Given the numerous potential benefits of magnesium and its association with many chronic diseases, maintaining adequate magnesium levels in the body should be an important public health goal. There is a need to address insufficient magnesium intake, accurately evaluate recommended magnesium intake levels for the population, and promote magnesium supplementation through food. This includes reducing the refinement of grains, advocating for the consumption of whole grains and dark green vegetables rich in magnesium, and minimizing the over-purification or softening of drinking water. In the context of an aging population, maintaining optimal magnesium balance throughout life could help prevent related chronic diseases and may become a cost-effective and safe health strategy.
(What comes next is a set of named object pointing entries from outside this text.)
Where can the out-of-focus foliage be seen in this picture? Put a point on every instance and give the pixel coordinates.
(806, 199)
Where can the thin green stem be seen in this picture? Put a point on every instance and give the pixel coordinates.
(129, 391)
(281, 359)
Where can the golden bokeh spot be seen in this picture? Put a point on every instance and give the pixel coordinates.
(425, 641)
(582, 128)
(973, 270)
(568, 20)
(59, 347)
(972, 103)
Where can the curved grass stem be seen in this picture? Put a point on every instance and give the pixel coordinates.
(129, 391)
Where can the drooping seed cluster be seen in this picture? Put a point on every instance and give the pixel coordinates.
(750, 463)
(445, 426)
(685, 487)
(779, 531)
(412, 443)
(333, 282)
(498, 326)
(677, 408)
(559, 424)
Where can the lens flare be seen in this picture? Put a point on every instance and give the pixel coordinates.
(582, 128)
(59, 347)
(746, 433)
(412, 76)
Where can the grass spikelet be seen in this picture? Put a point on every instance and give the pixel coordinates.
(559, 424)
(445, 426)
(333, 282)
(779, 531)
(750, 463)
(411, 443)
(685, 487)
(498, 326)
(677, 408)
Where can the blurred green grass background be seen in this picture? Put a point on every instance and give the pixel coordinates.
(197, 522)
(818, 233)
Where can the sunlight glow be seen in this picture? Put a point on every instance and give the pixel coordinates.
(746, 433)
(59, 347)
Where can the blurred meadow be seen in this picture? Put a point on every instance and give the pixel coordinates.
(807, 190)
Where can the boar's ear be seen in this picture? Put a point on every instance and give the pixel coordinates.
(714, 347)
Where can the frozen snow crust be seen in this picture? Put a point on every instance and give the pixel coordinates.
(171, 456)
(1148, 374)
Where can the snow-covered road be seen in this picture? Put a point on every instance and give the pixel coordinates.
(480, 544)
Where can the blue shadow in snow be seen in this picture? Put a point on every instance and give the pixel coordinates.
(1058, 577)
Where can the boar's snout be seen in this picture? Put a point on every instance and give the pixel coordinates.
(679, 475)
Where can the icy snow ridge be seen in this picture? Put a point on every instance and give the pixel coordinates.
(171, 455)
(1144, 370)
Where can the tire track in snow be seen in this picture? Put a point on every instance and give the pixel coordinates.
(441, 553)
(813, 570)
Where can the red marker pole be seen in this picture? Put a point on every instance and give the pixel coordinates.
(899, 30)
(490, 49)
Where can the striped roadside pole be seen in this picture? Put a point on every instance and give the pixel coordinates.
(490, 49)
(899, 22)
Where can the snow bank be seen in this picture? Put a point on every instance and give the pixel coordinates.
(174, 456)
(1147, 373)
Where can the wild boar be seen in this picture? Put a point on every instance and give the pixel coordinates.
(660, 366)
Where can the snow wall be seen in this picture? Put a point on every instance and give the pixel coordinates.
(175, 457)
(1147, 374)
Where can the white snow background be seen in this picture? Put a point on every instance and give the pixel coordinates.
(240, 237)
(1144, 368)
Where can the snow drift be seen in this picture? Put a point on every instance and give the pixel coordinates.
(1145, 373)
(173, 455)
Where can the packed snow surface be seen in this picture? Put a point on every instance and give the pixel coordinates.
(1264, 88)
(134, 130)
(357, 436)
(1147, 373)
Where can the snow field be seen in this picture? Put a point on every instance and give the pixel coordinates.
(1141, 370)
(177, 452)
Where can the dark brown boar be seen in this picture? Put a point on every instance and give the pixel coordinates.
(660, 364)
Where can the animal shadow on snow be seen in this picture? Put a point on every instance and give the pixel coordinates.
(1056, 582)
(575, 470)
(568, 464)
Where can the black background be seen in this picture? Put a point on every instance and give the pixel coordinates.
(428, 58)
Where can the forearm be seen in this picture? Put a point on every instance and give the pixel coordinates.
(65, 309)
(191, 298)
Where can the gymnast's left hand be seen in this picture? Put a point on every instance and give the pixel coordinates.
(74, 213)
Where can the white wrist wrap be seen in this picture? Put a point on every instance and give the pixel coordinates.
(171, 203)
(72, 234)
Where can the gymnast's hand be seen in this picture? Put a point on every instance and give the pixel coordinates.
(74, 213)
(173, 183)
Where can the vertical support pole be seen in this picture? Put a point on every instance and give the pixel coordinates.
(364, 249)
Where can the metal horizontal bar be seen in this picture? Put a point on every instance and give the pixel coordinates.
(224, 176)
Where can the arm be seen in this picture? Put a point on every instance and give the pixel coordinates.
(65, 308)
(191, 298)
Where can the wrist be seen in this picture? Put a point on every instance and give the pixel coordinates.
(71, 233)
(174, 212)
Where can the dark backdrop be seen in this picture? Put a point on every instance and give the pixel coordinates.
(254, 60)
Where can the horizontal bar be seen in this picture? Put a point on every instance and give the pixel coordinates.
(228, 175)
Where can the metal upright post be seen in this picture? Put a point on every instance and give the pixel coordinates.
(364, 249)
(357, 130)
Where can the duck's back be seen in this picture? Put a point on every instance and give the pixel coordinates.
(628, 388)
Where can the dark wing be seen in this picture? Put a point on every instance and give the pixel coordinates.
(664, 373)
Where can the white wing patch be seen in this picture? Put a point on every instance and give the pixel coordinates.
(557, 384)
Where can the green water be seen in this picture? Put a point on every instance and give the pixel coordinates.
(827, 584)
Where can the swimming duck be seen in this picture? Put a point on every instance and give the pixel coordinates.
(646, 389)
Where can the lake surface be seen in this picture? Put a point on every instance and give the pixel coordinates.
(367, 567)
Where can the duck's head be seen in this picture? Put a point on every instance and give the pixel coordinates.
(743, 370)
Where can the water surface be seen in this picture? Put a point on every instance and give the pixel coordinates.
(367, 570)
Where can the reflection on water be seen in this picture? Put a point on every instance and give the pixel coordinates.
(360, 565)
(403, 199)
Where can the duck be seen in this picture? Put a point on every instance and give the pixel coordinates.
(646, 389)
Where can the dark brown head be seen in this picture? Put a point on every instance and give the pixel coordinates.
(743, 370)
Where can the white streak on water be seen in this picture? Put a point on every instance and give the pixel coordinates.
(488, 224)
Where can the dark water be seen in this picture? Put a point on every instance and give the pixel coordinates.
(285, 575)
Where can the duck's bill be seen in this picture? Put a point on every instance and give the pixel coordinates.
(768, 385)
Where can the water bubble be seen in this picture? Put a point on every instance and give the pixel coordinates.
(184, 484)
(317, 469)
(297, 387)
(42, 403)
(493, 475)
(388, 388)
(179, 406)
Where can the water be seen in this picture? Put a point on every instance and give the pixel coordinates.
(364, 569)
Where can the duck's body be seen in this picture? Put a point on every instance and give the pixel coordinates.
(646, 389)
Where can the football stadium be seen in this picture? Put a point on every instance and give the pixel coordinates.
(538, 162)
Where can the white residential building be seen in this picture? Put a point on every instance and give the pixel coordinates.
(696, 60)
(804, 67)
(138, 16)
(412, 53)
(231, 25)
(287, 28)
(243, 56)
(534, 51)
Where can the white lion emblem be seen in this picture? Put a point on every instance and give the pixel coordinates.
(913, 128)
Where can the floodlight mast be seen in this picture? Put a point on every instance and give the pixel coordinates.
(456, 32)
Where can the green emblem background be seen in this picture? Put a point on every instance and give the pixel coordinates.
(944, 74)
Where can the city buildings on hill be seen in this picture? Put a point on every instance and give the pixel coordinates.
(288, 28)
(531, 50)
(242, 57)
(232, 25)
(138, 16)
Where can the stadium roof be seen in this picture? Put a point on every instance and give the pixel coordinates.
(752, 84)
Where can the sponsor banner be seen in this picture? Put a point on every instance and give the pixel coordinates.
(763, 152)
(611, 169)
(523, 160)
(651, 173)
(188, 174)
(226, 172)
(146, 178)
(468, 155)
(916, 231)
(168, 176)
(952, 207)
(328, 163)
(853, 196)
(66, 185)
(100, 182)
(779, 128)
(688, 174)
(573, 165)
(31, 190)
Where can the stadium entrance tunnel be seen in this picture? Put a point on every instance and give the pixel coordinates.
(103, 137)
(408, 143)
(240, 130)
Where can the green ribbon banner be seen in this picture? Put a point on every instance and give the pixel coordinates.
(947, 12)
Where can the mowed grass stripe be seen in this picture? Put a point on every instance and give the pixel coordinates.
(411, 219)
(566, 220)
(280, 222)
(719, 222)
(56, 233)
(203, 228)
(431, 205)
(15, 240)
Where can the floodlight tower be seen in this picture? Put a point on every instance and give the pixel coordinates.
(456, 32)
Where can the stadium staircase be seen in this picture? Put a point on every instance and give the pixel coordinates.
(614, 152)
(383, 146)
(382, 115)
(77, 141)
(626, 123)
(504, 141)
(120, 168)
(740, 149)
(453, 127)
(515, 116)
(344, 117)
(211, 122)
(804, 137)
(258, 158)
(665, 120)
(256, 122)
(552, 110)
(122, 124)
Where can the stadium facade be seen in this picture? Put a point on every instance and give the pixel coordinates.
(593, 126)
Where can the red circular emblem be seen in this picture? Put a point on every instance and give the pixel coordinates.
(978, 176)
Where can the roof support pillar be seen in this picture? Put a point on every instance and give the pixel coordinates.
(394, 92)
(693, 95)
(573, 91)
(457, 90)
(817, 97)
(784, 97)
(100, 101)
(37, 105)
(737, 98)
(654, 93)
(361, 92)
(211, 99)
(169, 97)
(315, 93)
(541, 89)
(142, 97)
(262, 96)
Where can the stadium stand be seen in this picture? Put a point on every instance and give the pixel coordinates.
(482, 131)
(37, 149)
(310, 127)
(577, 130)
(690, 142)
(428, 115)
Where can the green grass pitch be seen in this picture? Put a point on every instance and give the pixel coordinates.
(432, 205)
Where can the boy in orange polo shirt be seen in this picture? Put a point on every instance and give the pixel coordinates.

This requires significant attention from the medical, nutritional, and social sectors.

Our study has several strengths. First, we utilized the NHANES database, which provides a large, multiethnic sample, ensuring the representativeness of our sample size. We carefully adjusted for covariates such as age, gender, race, and comorbidities, and assessed their stability across various statistical models. Second, the diagnosis of OAB was based on a scoring system rather than self-report, which helps reduce recall and subjective biases. We also performed sensitivity analyses, including subgroup analysis, to validate the robustness of our findings.

However, certain limitations must be acknowledged. As a cross-sectional study, despite adjustments for numerous confounding factors, we cannot entirely rule out the presence of unmeasured confounders and cannot establish causal relationships between variables. Although our study identifies a significant association between a higher MDS and increased OAB prevalence, the cross-sectional design precludes causal inferences. Future longitudinal or interventional studies are needed to determine whether improving magnesium levels can effectively alleviate OAB symptoms. Additionally, Future studies could consider clinical intervention trials, bladder histological assessments, and the detection of relevant molecular biomarkers to provide stronger evidence for the potential role of magnesium in OAB treatment.